Let’s remember a time when Paris was an endless feast – Meanderings through France n° 97
By Annick Dournes & Frédéric de Poligny
During the reign of Napoleon III for almost 20 years, from 1852 till 1870, France and especially Paris lived a tremendous period of prosperity. People believed in progress, optimism was omnipresent and the cultural effervescence reached a peak like never before. Architects, painters, musicians, actors, photographers, jewellers were the stars of the time and people were eager to discover their creations and be part of this raising consumer society. A new exhibition in the Orsay Museum proposes us to share their enthusiasm. It is called “Spectaculaire Second Empire” and displays artefacts from several French museums and from the Victoria and Albert Museum.
The Orsay Museum is 30 years old this year and makes this anniversary a true celebration with this exceptional exhibition. The museum is set in an elegant building that used to be a railway station. Built for the 1900’ Universal Exhibition it has always been seen as one of the most beautiful construction on the right bank of the Seine facing the Tuileries gardens. It was classified French Historic Monument in 1978 and turned into an Art Gallery in 1986. The architects deliberately decided not to divide into small parts the huge station concourse and you feel at once impressed by its size: 42 metres high, 138 m long and 40 m wide! The pieces of art on display here are directly lit by the natural light that filters through the 35,000 sq metres glass roof and they might look different depending on the time of the day or on the weather.
Napoleon III was Napoleon’s nephew, his father was Louis Bonaparte one of Napoleon’s brother, and he was born in Holland in 1808 at a time when his father was king of Holland. He lived in exile after the collapse of Napoleon’s empire in 1815 but took an active role in French political life, first as deputy member of the Assemblée Nationale, and later when he was elected President of the Republic in 1848.
But his true dream was to follow his uncle’s footstep and restore the French Empire. He achieved this goal in 1852 with a bold coup d’état. He was a great admirer of British modernity and meant to transform France and make it an industrialized, wealthy and powerful country.
In only 18 years France became a modern country in spite of several financial scandals and of several wars waged during his reign that ended with the shameful battle of Sedan lost against the Prussian in 1870. Today his reign is mainly remembered for Paris’ transformation. Together with Baron Haussmann, Napoleon III created large avenues and boulevards lined with high buildings now called Haussmann style buildings. In 1850 Paris still was a medieval town with many squalid districts and Napoleon III wanted better living conditions for its inhabitants and dreamed of eradicating poverty.

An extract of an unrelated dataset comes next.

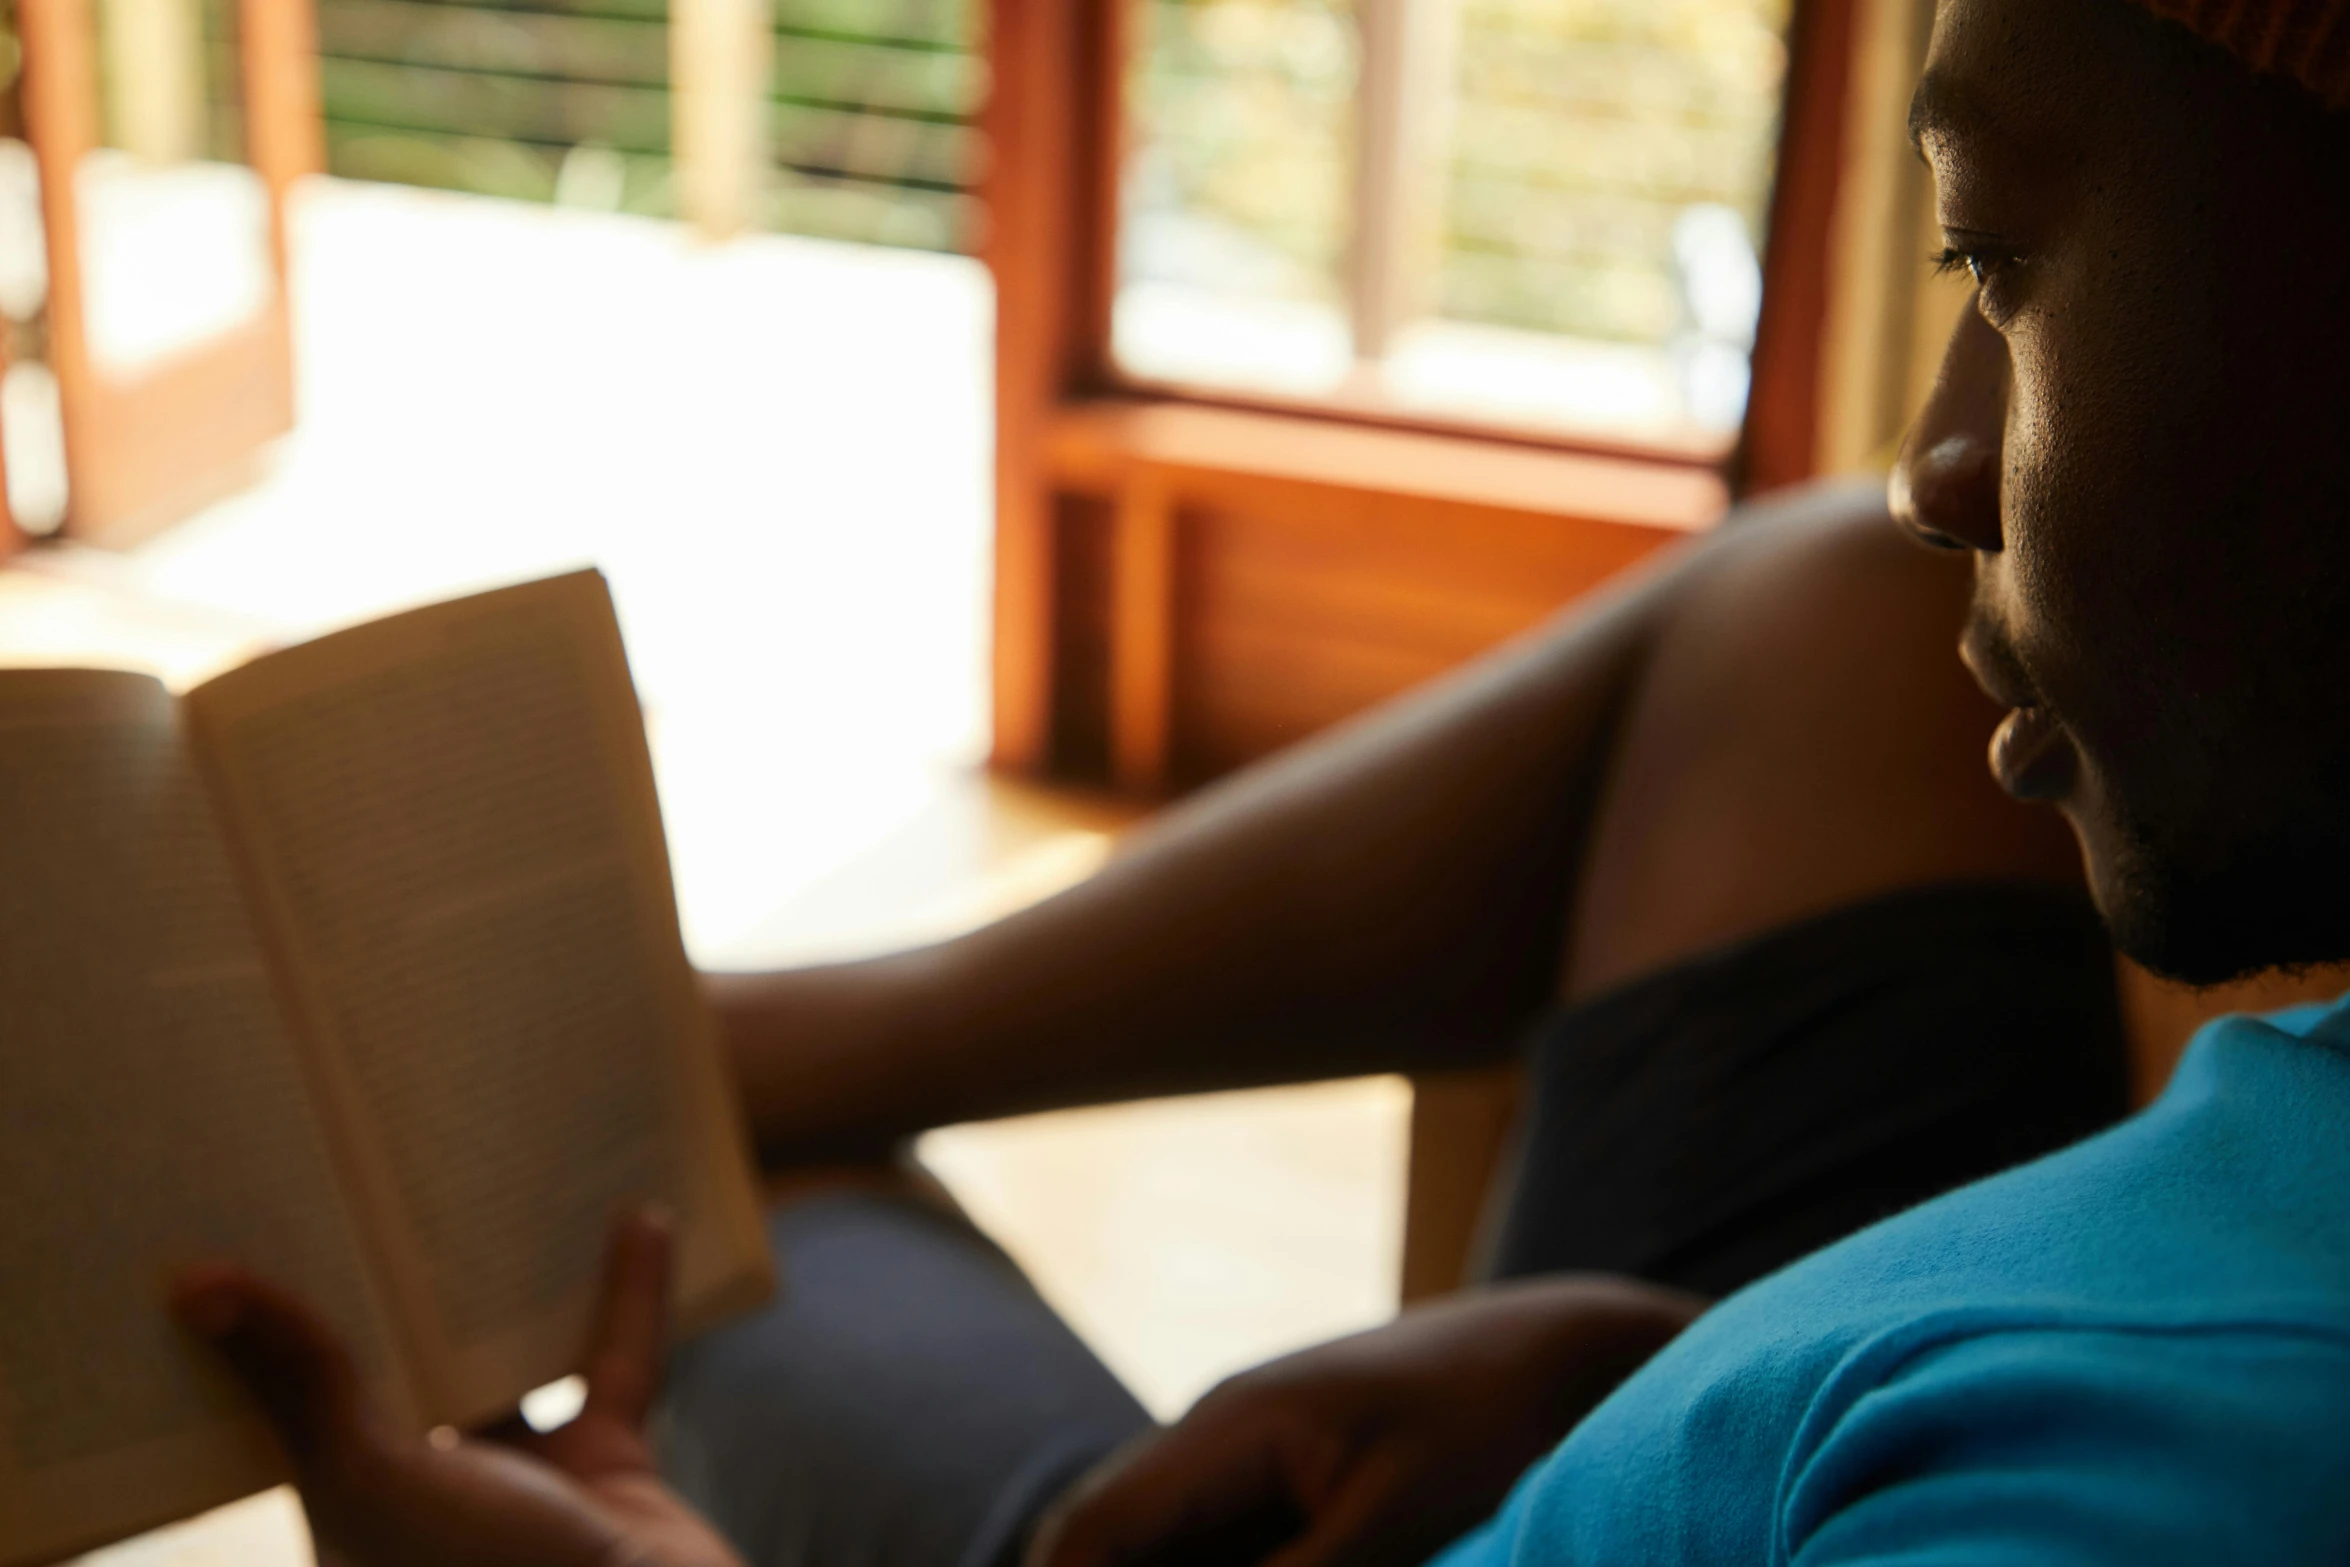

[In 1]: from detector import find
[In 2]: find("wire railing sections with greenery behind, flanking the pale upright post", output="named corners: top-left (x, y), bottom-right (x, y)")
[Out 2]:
top-left (264, 0), bottom-right (985, 249)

Paris as we know and love it now is mostly his creation. But sadly after the smear campaign led by Victor Hugo who hated him, none of French governments accepted to pay tribute to his major contribution to French history. He had to end his days in exile in UK where his dear friend Queen Victoria welcome him. He still lies in St Michael’s Abbey in Farnborough.
The exhibition set in the Orsay Museum retraces this interesting and hectic period. Technical and artistic creations were in a frenzy of endless novelties and artists of the time are still famous today: Courbet, Monet, Degas, Manet, Lami, Garnier, Offenbach and many others were driven by this incredible energy. In spite of a “weird” museography (you almost have to get down on all fours to be able to read the explanations written on small signs put on the floor!), this exhibition makes us relive this exuberant and major period of French history.